Premier Erdogan To Go On A Tour Covering Central Asian Countries

ANKARA - Turkish Prime Minister Recep Tayyip Erdogan will go on a tour to Central Asian countries on Friday covering Turkmenistan and Mongolia.

Erdogan will pay a visit to Turkmenistan in October 3-4, 2008 upon an invitation from Turkmen President Gurbanguly Berdimuhamedow and visit Mongolia in October 4-6, 2008 upon an invitation from Mongolian Prime Minister Sanjaa Bayar.

Matters related to relations between Turkey and Turkmenistan as well as regional and international developments are expected to be discussed during bilateral talks and talks between the delegations of the two countries.

A Turkish-Turkmen Business Council meeting will be held during Erdogan's visit to Ashkhabad, and Erdogan will also meet Turkish citizens and businessmen living and working in Turkmenistan.

Proceeding to Mongolia, Erdogan will inaugurate 46-kilometer Bilge Khan highway, Orhun Museum, Ataturk's bust, and Ankara Street.

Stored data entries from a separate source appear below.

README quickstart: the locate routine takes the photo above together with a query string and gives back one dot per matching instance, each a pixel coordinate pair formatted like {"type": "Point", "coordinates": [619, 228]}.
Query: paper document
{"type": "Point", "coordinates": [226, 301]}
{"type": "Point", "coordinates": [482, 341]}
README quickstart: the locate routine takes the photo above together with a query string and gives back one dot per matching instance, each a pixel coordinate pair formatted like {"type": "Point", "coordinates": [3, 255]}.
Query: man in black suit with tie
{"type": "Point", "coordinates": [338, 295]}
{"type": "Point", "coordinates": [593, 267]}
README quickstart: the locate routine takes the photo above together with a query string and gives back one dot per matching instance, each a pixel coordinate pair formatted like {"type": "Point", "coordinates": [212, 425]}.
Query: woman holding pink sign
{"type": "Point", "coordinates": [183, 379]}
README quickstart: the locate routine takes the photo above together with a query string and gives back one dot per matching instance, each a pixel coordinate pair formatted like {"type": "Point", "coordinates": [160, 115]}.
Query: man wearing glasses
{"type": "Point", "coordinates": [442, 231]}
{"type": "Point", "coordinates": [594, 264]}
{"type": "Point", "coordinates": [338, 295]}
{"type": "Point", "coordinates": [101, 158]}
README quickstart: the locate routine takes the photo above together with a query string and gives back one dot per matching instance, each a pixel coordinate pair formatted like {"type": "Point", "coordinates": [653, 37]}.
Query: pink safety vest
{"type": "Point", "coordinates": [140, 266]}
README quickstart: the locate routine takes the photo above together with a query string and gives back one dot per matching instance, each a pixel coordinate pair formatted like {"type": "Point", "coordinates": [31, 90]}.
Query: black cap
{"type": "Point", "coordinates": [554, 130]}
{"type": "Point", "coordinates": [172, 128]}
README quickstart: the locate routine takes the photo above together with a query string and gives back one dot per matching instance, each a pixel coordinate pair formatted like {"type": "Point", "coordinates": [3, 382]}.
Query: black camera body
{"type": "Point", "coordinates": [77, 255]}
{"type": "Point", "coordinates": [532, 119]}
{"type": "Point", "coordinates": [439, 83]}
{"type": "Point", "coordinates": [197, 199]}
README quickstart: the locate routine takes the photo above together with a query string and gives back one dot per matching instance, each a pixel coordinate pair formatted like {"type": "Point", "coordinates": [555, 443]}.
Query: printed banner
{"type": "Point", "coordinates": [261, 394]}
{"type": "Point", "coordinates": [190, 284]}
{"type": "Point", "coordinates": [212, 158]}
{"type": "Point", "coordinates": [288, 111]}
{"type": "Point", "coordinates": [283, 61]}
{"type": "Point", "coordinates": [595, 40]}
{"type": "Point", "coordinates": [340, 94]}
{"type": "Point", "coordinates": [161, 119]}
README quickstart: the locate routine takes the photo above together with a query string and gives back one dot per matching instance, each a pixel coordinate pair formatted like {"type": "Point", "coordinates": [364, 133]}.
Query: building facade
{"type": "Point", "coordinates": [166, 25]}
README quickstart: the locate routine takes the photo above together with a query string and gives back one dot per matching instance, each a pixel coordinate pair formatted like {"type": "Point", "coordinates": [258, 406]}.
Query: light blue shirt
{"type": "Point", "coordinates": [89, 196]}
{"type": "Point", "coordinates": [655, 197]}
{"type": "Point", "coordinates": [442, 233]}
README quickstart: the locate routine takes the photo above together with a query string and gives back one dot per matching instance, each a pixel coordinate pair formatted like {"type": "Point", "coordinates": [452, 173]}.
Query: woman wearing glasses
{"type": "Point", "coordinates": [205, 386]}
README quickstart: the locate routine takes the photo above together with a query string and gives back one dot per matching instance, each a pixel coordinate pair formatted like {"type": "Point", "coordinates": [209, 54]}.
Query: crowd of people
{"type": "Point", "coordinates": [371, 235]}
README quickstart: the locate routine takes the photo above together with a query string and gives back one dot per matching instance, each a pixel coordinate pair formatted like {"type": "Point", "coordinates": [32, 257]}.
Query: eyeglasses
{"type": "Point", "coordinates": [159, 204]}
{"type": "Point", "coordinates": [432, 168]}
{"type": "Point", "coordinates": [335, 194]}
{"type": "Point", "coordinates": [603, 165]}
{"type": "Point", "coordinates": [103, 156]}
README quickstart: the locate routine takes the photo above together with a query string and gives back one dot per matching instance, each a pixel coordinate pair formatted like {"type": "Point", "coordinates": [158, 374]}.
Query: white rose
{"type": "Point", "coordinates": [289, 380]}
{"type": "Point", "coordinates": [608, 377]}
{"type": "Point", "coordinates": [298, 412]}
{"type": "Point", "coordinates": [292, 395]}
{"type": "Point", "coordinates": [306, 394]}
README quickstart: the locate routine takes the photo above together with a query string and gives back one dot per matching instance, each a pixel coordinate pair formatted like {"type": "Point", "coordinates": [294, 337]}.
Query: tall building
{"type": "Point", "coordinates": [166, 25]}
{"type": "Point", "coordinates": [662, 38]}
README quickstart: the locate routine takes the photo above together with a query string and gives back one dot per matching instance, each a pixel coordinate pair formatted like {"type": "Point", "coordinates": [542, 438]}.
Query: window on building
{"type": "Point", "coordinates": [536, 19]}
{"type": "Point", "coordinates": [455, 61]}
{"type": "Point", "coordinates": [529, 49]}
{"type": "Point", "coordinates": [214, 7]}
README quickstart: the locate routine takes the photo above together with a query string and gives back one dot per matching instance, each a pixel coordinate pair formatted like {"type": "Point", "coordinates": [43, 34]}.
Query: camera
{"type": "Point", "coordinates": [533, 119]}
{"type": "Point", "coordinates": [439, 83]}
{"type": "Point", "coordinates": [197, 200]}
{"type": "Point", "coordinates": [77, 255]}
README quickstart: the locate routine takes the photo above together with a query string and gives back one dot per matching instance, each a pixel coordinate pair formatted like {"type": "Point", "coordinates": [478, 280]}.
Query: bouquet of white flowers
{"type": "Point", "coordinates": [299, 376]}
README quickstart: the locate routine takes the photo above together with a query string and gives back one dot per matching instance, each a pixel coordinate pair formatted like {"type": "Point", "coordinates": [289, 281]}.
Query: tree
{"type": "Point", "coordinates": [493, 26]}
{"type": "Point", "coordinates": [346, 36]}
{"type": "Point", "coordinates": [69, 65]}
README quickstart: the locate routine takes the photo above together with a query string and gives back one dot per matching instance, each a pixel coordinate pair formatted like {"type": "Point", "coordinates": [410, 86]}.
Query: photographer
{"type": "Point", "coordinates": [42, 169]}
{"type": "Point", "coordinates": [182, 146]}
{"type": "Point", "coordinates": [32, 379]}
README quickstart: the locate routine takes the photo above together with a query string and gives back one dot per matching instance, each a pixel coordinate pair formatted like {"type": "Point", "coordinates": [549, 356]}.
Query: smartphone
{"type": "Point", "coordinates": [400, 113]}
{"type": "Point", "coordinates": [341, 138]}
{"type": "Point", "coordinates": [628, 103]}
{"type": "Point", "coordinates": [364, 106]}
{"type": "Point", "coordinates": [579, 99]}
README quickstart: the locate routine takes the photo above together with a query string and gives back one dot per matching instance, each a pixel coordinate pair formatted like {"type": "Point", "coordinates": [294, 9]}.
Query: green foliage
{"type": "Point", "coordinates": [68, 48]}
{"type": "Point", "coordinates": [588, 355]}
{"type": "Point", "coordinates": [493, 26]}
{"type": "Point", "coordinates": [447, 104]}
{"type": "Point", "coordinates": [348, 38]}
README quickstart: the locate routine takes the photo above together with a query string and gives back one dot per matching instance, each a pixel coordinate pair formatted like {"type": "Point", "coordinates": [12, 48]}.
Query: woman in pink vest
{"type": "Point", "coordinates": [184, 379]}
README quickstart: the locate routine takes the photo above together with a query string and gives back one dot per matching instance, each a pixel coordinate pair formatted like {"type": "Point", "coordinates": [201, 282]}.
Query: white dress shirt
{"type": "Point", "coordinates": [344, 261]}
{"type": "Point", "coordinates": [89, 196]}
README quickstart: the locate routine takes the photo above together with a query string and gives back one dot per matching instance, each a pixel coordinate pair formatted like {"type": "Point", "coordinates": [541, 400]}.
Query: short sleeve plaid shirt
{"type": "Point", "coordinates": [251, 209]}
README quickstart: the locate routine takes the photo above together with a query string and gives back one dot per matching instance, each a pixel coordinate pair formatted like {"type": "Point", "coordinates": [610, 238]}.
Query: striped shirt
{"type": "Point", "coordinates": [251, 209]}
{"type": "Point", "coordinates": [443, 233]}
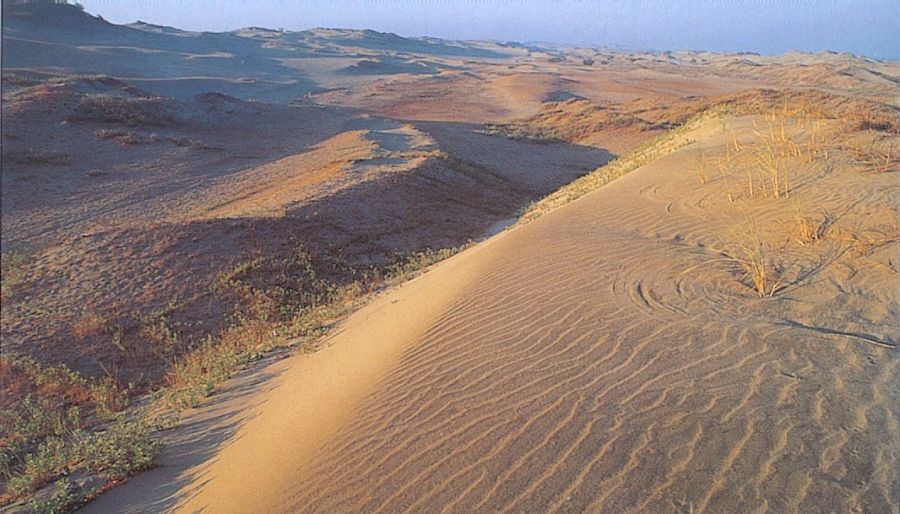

Turkish International Cooperation & Development Agency (TIKA) has undertaken the construction of the Bilge Khan highway that connected Hoso Saydam and Karakurum where Orhun Monuments are situated.

The Orhun Museum was built to protect the Orhun Monuments, while Ataturk's bust was erected in front of a school named "Mustafa Kemal Ataturk" in the Mongolian capital of Ulan Bator.

Erdogan will also discuss bilateral, regional and international matters during his meetings with Mongolian executives.

The first written scripts of the Turkish language are the Orhun Monuments. They were carved on stones towards the end of the 7th and the first half of the 8th century. The Orhun monuments, which were raised first in honor of Kultigin in 732, then for Bilge Khan in 735 and for Tonyukuk in 720, are still considered masterpieces of Turkish language, literature and history with regard to their content and language.

The perfection of the language used in the records, which document the social and the political life of the Gokturk Dynasty, proves that Turkish, as a language of letters, has been in use since ancient times.